Eine gediegene Interpretation mit eigener Übersetzung und weiteren Beobachtungen zu Semantik und Aufbau bietet Peter Prestel, Antonius Primus lebt zweimal, in: Marcus Valerius Martialis, Epigrammaton liber decimus. Das zehnte Epigrammbuch. Text, Übersetzung, Interpretationen. Mit einer Einleitung, Martial-Bibliographie und einem rezeptionsgeschichtlichen Anhang herausgegeben von Gregor Damschen und Andreas Heil. Frankfurt/M. u.a. 2004, 110-112.

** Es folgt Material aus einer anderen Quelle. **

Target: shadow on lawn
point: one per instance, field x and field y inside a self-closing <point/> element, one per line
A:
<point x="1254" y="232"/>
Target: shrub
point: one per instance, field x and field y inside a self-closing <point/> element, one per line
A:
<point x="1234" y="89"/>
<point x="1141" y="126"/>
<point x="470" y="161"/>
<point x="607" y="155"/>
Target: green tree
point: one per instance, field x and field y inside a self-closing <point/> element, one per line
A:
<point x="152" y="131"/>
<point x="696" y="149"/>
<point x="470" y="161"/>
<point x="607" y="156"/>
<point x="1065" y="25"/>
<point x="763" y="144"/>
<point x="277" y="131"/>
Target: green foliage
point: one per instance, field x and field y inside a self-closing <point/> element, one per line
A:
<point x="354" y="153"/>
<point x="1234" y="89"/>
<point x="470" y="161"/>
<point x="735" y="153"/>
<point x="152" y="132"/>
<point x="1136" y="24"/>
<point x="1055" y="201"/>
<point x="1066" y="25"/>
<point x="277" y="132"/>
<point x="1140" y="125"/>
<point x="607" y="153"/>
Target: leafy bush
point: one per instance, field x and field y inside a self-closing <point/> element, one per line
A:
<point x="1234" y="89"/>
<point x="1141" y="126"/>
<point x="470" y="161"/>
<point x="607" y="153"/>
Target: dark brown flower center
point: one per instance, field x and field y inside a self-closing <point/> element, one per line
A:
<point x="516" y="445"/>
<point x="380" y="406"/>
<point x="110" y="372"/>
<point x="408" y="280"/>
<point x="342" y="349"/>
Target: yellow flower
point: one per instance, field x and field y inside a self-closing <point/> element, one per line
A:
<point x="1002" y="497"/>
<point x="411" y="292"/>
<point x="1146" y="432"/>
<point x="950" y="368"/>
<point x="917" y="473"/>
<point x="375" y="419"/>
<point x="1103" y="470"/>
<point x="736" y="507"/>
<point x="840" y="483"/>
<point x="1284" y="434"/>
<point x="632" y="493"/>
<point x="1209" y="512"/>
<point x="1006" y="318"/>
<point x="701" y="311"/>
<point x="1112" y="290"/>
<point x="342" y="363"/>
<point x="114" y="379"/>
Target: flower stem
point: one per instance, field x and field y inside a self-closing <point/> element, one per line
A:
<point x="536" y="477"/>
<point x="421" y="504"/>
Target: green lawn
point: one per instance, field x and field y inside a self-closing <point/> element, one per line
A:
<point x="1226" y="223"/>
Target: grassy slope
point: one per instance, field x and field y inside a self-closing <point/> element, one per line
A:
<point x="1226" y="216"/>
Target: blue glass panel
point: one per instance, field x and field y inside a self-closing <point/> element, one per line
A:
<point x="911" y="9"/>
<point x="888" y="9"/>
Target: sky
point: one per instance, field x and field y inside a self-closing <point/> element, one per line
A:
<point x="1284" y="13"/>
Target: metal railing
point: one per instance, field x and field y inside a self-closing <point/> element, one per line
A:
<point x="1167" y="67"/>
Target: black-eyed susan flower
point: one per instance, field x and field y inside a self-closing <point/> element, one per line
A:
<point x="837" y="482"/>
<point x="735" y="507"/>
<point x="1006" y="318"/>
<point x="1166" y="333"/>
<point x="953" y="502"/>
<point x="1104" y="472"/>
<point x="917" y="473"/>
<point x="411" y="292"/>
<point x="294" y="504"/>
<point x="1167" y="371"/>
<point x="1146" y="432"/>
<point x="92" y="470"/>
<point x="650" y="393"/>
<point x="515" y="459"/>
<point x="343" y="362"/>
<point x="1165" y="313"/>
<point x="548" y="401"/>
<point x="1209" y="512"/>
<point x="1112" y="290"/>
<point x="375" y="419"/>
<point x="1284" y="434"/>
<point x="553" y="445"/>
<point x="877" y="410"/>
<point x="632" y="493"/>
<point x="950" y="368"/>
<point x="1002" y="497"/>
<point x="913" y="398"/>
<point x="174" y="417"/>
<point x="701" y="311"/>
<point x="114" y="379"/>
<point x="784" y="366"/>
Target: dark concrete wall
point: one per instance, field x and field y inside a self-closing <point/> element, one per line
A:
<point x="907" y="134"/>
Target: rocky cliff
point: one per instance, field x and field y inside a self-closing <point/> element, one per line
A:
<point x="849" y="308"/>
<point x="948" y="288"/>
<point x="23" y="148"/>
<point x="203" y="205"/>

Bei dieser Gelegenheit mit Nachdruck empfohlen sei die Tusculum-Ausgabe sämtlicher Martial-Epigramme: M. Valerius Martialis, Epigramme. Lateinisch-deutsch. Herausgegeben und übersetzt von Paul Barié und Winfried Schindler, Düsseldorf/Zürich 1999, 2. Aufl. 2002. X 23 übersetzen sie:

 

Antonius Primus, der glückliche, zählt in seinem friedlichen Leben

schon volle fünfzehn Olympiaden;

auf die vergangenen Tage und auf sorgenfreie Jahre blickt er zurück

und fürchtet sich auch nicht vor dem Wasser der Lethe, die schon näher kommt.

Denkt er zurück, ist kein Tag für ihn unangenehm oder schwer;

keinen gab es für ihn, an den er sich nicht gerne erinnern möchte.

Ein guter Mann verlängert für sich die Spanne seiner Lebenszeit:

Das frühere Leben genießen zu können heißt, zweimal zu leben.